Bupati Kepulauan Meranti Akui Pembangunan Jalan Lintas Alai-Mengkikip Sudah Mulai Dikerjakan

Administrator - Selasa,18 Oktober 2016 - 10:19:11 wib
Bupati Kepulauan Meranti Akui Pembangunan Jalan Lintas Alai-Mengkikip Sudah Mulai Dikerjakan
Bupati Kepulauan Meranti H Irwan MSi saat menjawab wartawan di Selatpanjang, Riau. gor

RADARRIAUNET.COM - Bupati Drs H Irwan MSi memberikan pernyataan yang berbeda dari tanggapan Komisi B DPRD Kepulauan Meranti terkait pembangunan jalan lintas Alai-Mengkikip, Tebingtinggi Barat, Riau. Menurut H Irwan, pembangunan jalan itu sudah mulai dikerjakan sejak awal Oktober 2016.

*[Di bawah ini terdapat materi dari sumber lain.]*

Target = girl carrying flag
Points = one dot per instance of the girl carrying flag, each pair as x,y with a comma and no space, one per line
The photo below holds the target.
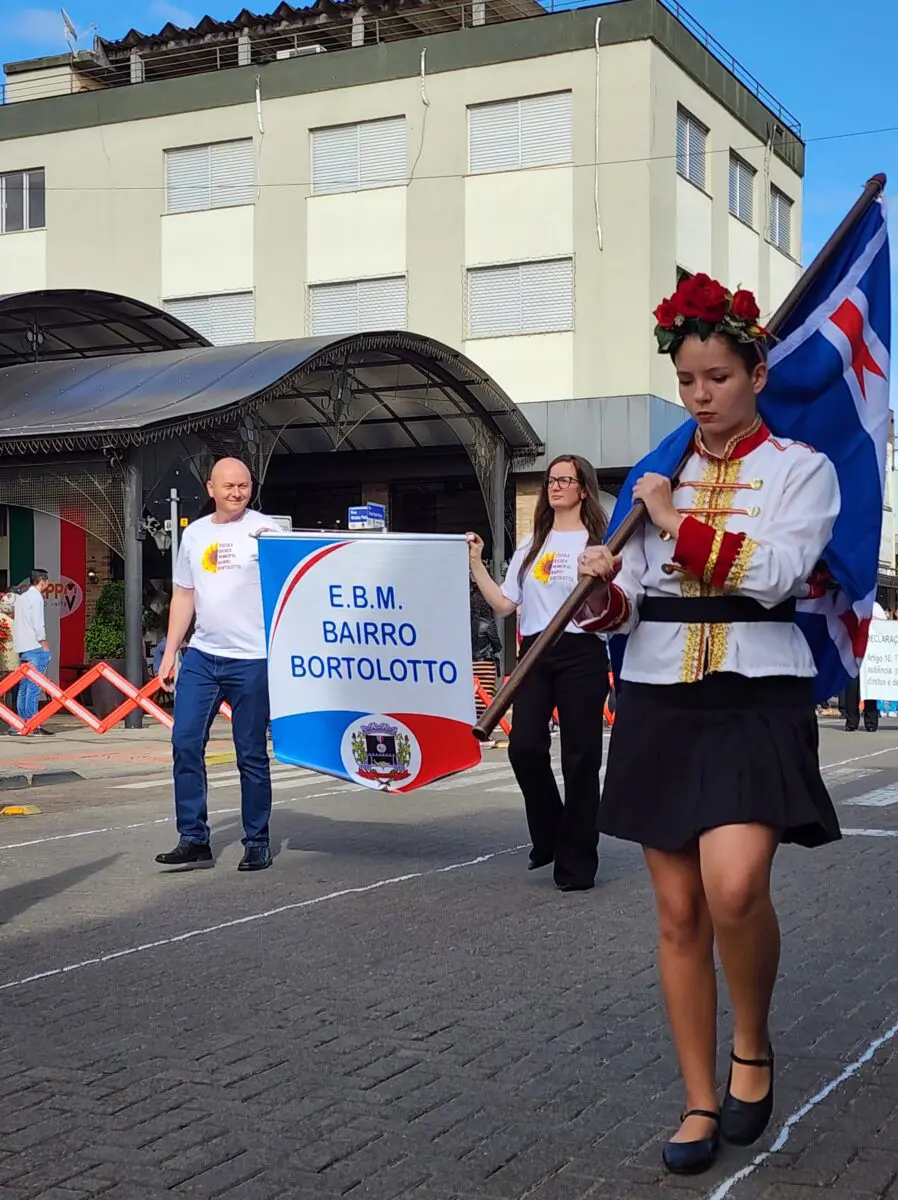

Hal itu disampaikan langsung H Irwan, ketika ditemui di Selatpanjang, Jumat (14/10/2016) malam. "Sudah mulai dikerjakan, sedang penimbunan. Sudah mulai 10 hari lalu," kata Irwan kepada awak media.

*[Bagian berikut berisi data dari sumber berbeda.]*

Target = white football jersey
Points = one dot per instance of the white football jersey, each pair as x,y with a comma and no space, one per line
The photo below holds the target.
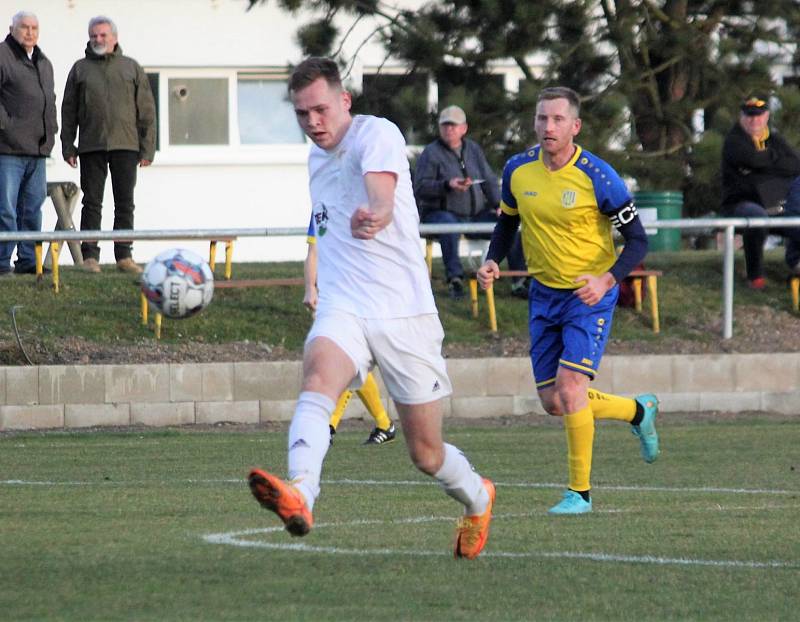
385,277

Pengerjaannya, tambah orang nomor satu di Kota Sagu itu lagi, dimulai dari ujung (Mengkikip, red) tidak dari Desa Kundur. "Material, alat berat sudah masuk juga," singkatnya.

Beberapa pembangunan jalan seperti di Meranti Bunting, Rangsang, Lukun-Sungaitohor juga dikabarkan telah dimulai. Hanya saja, di Desa Mekong, pembangunan jalannya belum dilakukan. Hal itu pula, bisa dimaklumi bupati dua periode di Kepulauan Meranti ini. "Mekong mungkin jaraknya dekat dengan kota. Dalam waktu dekat tetap dikerjakan," katanya lagi.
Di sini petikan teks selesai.